Hierbij kan op grond van hun bovengebruikelijke taken kortdurend verblijf worden geïndiceerd.
Het college gaat ook na of belanghebbende een indicatie voor Zvw-persoonlijke verzorging en verpleging heeft. Wanneer deze zorg door de partner, ouder, volwassen kind en/of andere huisgenoot zelf wordt geleverd via een pgb, kan dit een reden zijn voor (dreigende) overbelasting. De overbelasting kan in dit geval worden verminderd wanneer de mantelzorger in plaats van zelf de persoonlijke verzorging te leveren, deze inkoopt in de vorm van zorg in natura door een thuiszorgaanbieder. Deze oplossing is voorliggend aan een maatwerkvoorziening.

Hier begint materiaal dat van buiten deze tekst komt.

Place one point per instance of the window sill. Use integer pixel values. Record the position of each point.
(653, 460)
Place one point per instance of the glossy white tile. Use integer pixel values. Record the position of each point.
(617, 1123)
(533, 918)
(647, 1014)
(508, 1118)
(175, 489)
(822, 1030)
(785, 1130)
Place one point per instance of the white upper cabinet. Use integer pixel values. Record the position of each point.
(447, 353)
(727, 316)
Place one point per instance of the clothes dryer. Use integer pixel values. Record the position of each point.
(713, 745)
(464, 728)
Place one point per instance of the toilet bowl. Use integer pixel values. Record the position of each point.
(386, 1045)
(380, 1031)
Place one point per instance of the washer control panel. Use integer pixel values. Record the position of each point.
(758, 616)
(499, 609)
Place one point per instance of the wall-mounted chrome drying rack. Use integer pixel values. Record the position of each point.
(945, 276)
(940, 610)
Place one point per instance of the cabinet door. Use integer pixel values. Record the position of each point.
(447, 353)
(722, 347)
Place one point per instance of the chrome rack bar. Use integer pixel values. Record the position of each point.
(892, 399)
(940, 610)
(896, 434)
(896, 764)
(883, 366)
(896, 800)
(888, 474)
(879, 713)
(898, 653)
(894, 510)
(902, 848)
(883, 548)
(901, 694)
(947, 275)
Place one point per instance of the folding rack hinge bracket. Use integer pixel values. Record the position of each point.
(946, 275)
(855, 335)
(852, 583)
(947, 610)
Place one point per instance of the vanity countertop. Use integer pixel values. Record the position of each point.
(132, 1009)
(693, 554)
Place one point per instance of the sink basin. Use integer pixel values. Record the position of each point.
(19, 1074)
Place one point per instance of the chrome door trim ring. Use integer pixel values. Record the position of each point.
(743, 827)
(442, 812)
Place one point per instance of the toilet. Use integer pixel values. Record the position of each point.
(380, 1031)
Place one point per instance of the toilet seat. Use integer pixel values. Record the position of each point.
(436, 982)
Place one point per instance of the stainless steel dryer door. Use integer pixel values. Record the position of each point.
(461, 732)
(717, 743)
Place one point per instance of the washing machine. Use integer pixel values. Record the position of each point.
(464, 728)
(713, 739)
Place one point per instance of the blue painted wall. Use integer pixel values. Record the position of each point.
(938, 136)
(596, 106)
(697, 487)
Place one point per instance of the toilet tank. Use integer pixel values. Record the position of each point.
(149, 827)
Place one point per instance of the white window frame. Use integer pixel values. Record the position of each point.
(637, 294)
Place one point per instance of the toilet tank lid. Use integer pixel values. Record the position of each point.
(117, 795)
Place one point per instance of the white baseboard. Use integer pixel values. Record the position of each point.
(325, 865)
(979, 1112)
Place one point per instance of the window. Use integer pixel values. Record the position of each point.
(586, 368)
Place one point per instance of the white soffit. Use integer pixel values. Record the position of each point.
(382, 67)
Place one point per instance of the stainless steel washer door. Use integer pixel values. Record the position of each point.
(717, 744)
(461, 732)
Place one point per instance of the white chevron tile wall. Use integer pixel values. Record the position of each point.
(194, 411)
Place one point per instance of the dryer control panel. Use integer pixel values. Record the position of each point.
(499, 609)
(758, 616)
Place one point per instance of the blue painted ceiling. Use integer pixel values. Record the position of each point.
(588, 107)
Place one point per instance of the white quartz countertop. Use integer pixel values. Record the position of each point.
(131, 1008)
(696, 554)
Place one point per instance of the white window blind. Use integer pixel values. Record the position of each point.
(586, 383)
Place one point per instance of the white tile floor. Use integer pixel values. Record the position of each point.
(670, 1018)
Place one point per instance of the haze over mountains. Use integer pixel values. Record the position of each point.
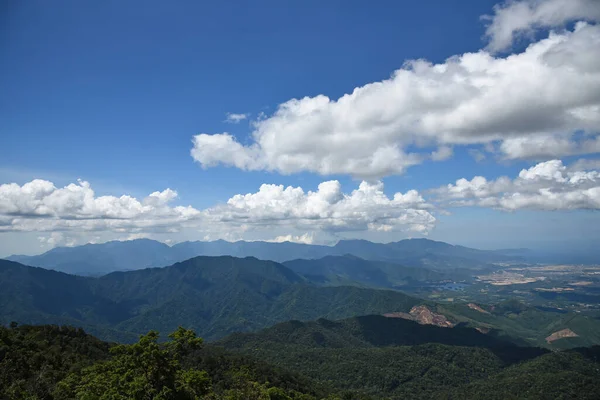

Een inloopfunctie GGZ is een laagdrempelige voorziening in het kader van dag- en arbeidsmatige activiteiten. Het gaat hierbij dan ook vooral om de beschikbaarheidsfunctie. Dat betekent dat aan de deelnemers geen strenge eisen worden gesteld voor wat betreft de deelname aan de inloop. Er is dan ook geen indicatie vereist. Over het algemeen is tijdens de openingsuren van de inloopfunctie altijd minimaal een begeleider aanwezig.
De inloop is bedoeld voor (ex)cliënten met een langdurige psychische stoornis en daarmee samenhangende beperkingen.
De functie Inloop GGZ wordt naar alle gemeenten gedecentraliseerd, tenzij de functie onderdeel uitmaakt van de maatschappelijke opvang: dan gaat het naar centrumgemeenten. Vanuit de AWBZ worden in onze regio diverse inlooppunten GGZ gefinancierd. Over het algemeen komen de meeste bezoekers van inloopfuncties uit centrumgemeenten. In onze regio zien we in aansluiting hierop ook meer inloopfuncties in Leiden dan in de regiogemeenten.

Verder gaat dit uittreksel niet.